FABIans present talks at ICFR Field Day 2014-11-28
Field research and regular interaction with industry stakeholders are two key activities of the Tree Protection Co-operative Programme (TPCP). During the week of 17-21 November a group of four TPCP researchers undertook a research and extension field visit to the Mpumalanga and KwaZulu-Natal Provinces. The aims were to participate in a ICFR (Institute for Commercial Forestry Research) field day at Wartburg, collect material for research projects and to advise on disease problems for industry.
Field research included the collection of soil samples from Acacia mearnsii, Eucalyptus species and associated native environments. This material will be baited for Phytophthora species and used for next generation sequencing to identify species of this pathogen present in South African plantation forestry areas. This project is led by Tanay Bose, a PhD student at FABI, working with Profs Mike Wingfield and Jolanda Roux, as well as Prof Treena Burgess (Murdoch University, Australia).
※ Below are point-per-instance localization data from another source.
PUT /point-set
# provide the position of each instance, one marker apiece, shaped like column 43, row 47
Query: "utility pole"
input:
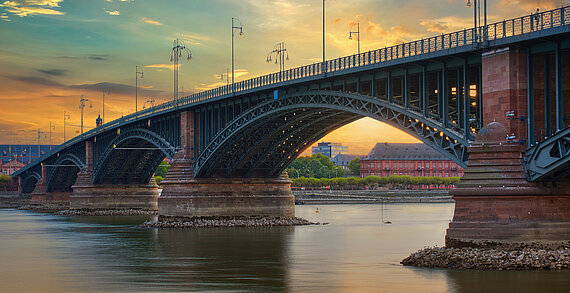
column 137, row 72
column 177, row 50
column 65, row 116
column 50, row 128
column 81, row 106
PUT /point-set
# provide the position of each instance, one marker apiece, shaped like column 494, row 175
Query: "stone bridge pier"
column 184, row 196
column 494, row 202
column 89, row 196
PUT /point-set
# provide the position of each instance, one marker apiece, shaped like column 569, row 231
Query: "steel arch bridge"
column 430, row 88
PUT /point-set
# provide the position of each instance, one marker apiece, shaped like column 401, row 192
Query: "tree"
column 354, row 167
column 162, row 169
column 5, row 180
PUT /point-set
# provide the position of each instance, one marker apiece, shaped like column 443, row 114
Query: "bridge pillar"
column 88, row 196
column 184, row 196
column 504, row 87
column 494, row 204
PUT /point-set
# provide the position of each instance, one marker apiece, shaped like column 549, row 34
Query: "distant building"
column 14, row 157
column 343, row 160
column 415, row 159
column 329, row 149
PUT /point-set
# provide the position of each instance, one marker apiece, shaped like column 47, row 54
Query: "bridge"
column 489, row 98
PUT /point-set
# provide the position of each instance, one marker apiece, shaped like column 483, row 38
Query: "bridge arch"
column 29, row 182
column 64, row 173
column 132, row 157
column 265, row 139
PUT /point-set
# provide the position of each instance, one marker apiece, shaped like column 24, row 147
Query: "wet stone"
column 524, row 258
column 209, row 222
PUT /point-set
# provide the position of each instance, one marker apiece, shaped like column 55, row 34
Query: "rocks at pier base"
column 211, row 222
column 124, row 212
column 528, row 258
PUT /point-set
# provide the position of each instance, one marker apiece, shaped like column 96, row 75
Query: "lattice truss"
column 265, row 139
column 550, row 159
column 132, row 157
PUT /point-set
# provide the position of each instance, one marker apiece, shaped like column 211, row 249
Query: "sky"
column 53, row 52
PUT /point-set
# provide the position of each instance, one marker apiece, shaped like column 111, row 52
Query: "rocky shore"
column 200, row 222
column 125, row 212
column 490, row 259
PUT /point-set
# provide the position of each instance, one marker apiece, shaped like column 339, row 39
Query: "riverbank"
column 211, row 222
column 528, row 258
column 371, row 196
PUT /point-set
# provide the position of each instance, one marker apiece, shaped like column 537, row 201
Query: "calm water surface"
column 355, row 252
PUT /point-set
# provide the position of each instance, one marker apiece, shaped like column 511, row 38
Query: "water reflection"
column 354, row 253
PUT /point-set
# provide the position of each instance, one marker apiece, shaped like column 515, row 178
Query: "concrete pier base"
column 494, row 204
column 183, row 196
column 112, row 197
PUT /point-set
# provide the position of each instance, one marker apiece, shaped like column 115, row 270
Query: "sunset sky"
column 54, row 51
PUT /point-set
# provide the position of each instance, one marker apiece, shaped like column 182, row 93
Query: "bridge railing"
column 474, row 36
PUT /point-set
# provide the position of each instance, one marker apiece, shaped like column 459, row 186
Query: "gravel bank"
column 226, row 222
column 126, row 212
column 490, row 259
During the field trip surveys were conducted to evaluate the presence and severity of the new wattle rust pathogen of A. mearnsii. This disease is of great concern to farmers in the KZN Midlands, but has not yet been confirmed from the Mpumalanga Province. Symptoms of the disease were found in the Commondale, Luneburg and Kambula regions, but these were not as severe as those seen in the KZN Midlands.
The final day of the field trip was spent with foresters and farmers at one of the ICFR’s regular field days. During the field day Dr Alistair McTaggart, TPCP post-doctoral research fellow from Brisbane, Australia, spoke about his progress in identifying the cause of the wattle rust. He also explained the typical life cycle of rust fungi and elucidated on the possible impact of environmental conditions on the disease. Prof Jolanda Roux provided updates on the biological control efforts to manage Leptocybe invasa and provided information regarding other introduced insect pests of Eucalypts in South Africa and informed those present of the appearance of pitch canker, caused by the fungus Fusarium circinatum, in the Karkloof and Soutpansberg (Limpopo) areas.